Intermittent fasting is fasting at various intervals. In other words, out of 24 hours, going without food for 12 hours followed by 12 hours of feeding window(hours within which you can eat). You can also fast for 16 hours followed by 8 hours of feeding window or 20 hours of fast followed by 4 hours of feeding window. This type of fasting helps your body keep its metabolism fast at all times and it also helps in oxidizing adipose (fat cells) for energy after 12 hours of fast. How to begin this diet program? Here are some few steps you need to follow:

- Before you begin, you must keep in mind that you do not want to jump right into intermittent fasting.
- If you are currently following 3 meals a day diet, then you reduce your intake to 2 meals a day for a week to acclimate your body to this change in intake.
- Once your body adjusts to 2 meals a day diet, then this is where you start implementing 1 meal a day plan which is intermittent fasting.
- Initially, fast only for 12 hours followed by another 12 hours of feeding window and from there progress to 16 hours of fast followed by 8 hours of feeding window.
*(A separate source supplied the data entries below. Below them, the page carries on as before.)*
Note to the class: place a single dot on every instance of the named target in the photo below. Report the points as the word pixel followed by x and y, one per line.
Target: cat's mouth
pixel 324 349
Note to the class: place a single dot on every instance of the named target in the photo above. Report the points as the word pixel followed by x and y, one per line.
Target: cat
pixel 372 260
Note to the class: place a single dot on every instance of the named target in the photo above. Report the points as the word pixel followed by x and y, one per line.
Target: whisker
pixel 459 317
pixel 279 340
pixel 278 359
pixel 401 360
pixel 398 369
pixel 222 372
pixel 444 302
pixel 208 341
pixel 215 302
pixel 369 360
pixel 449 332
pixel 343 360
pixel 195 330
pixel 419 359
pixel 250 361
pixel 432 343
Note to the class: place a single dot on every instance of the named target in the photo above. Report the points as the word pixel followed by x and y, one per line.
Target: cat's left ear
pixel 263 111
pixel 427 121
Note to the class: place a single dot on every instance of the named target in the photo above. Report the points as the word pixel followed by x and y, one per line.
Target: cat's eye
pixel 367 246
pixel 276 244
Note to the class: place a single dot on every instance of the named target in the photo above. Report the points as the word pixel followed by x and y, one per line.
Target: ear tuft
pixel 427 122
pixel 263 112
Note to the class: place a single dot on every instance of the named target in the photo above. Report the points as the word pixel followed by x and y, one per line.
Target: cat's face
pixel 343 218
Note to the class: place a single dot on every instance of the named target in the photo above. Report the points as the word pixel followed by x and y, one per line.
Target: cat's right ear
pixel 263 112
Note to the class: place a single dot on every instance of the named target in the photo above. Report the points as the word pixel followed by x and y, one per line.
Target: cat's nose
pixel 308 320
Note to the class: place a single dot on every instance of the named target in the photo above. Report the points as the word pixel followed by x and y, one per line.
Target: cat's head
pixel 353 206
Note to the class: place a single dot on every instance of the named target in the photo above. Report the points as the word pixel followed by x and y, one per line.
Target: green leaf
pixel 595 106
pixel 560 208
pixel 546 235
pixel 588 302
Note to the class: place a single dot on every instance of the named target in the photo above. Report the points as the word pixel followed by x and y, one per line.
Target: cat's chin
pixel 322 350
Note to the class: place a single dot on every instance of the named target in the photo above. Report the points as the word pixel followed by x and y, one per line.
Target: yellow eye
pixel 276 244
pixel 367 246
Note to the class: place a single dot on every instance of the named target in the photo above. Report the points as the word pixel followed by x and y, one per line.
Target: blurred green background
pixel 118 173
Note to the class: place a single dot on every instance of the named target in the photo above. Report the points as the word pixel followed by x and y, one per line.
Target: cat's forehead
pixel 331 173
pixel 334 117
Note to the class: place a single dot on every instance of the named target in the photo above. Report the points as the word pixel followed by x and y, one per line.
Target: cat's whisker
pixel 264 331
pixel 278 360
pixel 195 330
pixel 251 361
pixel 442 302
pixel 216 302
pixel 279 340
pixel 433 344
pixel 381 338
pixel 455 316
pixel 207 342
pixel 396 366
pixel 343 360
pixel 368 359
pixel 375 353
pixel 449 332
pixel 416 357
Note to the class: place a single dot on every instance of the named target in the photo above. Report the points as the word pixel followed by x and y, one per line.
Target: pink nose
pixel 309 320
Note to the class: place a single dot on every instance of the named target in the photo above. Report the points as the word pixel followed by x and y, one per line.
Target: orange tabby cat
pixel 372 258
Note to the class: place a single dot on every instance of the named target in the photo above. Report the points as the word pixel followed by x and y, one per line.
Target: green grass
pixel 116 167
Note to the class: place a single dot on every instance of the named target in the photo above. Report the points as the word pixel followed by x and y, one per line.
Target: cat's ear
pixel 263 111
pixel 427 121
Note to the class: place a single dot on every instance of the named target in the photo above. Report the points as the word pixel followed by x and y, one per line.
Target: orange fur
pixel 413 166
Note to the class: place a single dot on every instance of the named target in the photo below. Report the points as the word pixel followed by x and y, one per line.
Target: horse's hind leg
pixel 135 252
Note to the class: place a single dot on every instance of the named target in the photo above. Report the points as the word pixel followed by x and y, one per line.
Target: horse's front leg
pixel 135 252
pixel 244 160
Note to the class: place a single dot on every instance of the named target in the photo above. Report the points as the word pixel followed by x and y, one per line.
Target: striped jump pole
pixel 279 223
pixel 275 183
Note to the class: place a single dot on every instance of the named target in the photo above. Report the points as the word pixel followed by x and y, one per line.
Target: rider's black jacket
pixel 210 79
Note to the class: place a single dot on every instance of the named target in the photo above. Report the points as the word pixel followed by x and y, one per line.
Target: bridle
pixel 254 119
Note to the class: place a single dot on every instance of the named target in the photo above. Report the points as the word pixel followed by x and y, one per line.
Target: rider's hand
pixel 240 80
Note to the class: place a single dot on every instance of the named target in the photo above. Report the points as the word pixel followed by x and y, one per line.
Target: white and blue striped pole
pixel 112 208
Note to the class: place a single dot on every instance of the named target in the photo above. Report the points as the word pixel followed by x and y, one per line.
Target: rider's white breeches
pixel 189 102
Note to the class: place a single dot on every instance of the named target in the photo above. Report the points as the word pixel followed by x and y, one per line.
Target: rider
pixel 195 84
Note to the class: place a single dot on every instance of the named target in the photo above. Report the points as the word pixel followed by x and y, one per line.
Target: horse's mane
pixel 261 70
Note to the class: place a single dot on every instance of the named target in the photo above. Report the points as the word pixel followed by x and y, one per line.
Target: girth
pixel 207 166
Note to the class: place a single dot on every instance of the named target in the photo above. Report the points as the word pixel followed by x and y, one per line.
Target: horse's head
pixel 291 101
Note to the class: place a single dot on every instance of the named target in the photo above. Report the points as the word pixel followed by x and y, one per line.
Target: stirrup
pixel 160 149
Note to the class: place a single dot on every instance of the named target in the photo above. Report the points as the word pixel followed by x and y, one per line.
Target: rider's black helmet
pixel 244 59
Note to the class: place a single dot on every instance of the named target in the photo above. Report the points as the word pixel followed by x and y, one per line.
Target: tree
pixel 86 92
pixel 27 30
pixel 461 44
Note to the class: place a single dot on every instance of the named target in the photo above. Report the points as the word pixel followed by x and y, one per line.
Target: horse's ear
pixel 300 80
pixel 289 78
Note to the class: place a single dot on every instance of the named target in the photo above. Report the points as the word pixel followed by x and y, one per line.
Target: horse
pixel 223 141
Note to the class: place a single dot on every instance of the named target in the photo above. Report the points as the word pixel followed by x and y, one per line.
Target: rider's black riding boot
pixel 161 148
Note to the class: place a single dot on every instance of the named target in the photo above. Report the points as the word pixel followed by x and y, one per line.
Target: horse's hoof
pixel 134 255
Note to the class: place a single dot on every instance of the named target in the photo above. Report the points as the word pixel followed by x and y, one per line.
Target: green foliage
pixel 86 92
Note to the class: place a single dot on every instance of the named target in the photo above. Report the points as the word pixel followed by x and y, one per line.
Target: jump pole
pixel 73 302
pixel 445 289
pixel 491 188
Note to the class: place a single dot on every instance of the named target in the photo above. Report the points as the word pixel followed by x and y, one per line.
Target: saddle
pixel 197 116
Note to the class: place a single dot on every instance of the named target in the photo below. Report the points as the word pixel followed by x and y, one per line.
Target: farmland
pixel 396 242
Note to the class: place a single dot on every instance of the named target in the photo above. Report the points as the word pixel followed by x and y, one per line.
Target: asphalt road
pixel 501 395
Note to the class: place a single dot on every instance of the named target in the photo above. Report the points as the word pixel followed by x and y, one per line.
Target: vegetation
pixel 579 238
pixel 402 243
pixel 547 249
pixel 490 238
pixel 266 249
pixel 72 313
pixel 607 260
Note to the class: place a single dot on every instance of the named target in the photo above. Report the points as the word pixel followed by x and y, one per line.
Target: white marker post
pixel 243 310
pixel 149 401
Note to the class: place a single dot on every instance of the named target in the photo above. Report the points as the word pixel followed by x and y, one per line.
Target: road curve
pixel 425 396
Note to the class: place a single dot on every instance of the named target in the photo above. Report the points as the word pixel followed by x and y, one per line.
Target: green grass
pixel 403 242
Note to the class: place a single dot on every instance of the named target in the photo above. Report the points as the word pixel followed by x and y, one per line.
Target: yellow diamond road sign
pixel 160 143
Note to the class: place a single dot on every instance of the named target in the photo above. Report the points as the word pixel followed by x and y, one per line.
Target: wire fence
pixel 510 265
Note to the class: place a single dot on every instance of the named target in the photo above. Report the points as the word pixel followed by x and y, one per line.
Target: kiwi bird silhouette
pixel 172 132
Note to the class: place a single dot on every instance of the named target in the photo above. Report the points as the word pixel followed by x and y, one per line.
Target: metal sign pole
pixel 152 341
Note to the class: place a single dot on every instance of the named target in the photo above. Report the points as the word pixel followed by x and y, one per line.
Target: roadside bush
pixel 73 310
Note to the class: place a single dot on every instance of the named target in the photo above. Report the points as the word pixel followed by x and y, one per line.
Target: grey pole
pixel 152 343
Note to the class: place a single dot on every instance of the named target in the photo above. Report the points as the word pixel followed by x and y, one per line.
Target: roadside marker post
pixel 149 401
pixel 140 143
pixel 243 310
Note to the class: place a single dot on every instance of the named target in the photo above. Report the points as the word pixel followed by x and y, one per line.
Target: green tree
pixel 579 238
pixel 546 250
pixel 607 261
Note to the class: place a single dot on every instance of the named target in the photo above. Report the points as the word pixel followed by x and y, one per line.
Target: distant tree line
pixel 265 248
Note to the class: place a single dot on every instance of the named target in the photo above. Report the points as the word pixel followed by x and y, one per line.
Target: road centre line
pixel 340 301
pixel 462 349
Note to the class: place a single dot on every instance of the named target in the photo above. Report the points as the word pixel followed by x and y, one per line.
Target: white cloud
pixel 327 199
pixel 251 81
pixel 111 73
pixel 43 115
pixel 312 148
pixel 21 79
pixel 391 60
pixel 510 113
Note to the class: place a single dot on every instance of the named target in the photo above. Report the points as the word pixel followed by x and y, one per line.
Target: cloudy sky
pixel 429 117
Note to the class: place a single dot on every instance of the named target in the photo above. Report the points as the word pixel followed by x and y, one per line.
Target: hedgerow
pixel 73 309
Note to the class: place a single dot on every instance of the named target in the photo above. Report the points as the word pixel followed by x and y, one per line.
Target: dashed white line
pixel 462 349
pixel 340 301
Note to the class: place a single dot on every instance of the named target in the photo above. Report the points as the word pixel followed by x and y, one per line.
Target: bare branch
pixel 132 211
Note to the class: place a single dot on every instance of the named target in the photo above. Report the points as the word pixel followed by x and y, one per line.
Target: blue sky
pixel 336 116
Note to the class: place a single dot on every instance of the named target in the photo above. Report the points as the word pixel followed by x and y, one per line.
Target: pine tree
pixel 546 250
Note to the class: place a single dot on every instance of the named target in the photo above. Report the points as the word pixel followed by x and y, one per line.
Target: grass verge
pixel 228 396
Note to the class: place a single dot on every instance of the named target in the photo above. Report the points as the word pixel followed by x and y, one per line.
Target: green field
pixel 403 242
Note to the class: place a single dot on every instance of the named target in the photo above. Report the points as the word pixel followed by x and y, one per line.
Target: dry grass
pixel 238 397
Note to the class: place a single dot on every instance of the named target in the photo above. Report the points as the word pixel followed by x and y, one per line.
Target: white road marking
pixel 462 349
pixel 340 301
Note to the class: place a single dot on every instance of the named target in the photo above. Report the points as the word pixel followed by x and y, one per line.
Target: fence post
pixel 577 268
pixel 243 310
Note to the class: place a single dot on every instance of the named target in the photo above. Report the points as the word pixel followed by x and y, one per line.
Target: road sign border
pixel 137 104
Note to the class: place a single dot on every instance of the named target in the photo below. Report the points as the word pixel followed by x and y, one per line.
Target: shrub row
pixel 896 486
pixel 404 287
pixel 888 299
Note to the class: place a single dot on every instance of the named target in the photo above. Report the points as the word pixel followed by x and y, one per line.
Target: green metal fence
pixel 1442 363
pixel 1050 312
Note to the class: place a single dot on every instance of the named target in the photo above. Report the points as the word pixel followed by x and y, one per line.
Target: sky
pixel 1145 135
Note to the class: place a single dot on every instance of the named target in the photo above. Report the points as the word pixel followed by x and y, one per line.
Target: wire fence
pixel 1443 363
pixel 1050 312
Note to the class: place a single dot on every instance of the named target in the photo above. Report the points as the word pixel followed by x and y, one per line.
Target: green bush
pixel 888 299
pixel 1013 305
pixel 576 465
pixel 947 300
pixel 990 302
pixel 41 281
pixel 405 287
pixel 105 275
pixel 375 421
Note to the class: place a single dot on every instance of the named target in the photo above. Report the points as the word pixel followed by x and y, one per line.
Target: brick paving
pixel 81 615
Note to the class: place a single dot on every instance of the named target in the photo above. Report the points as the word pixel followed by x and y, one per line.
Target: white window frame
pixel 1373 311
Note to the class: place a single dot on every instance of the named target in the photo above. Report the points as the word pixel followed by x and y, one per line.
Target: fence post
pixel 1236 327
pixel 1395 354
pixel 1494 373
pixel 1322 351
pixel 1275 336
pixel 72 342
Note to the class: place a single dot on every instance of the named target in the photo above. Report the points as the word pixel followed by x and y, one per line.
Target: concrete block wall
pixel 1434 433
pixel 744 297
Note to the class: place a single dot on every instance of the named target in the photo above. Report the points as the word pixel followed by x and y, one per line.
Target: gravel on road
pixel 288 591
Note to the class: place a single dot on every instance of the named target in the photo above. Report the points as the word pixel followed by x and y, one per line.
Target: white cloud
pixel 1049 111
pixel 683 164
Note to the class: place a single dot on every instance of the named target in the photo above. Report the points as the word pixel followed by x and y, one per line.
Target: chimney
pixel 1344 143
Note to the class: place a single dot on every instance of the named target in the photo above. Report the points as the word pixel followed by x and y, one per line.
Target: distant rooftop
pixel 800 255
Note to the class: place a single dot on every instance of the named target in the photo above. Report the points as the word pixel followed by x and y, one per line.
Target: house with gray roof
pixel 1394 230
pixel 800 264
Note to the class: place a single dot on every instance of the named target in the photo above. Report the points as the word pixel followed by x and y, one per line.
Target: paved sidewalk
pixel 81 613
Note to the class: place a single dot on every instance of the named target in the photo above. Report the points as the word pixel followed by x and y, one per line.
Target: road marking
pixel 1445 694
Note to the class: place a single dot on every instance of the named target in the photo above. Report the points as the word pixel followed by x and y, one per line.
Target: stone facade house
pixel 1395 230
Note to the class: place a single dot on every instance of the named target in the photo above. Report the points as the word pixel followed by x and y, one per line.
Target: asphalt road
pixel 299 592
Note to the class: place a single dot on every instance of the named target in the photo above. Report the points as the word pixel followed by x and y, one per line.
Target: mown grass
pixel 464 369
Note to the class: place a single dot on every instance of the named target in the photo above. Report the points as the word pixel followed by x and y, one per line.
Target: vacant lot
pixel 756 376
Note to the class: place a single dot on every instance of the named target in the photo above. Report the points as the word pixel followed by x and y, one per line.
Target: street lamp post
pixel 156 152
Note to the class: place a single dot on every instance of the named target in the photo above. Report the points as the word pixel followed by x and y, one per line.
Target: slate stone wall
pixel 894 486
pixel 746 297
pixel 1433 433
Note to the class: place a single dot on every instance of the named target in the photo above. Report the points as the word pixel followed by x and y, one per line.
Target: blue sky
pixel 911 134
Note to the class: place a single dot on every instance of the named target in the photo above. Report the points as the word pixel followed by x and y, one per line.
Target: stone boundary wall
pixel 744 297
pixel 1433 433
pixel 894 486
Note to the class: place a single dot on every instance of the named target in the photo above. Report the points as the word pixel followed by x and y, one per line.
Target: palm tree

- During your fasted state, drink plenty of water to keep your body hydrated at all times because dehydration will cause fatigue and headaches.
- If you are a beginner, then you can have a fruit or nuts if you get hunger pangs during your fasted state. You can also have a cup of black coffee with honey (not sugar as this will hinder fat oxidization and cause food craving) as it is a healthy beverage and also a natural appetite suppressant.
Note: Although this method is scientifically proven to be the best method to burn fat at much faster rate and also to provide various other health benefits, do keep in mind that diabetic patients, pregnant ladies, lactating mothers and people with other ailments should not try this fasting program as this will wreak havoc to their health. Please consult your physician, before you begin this program.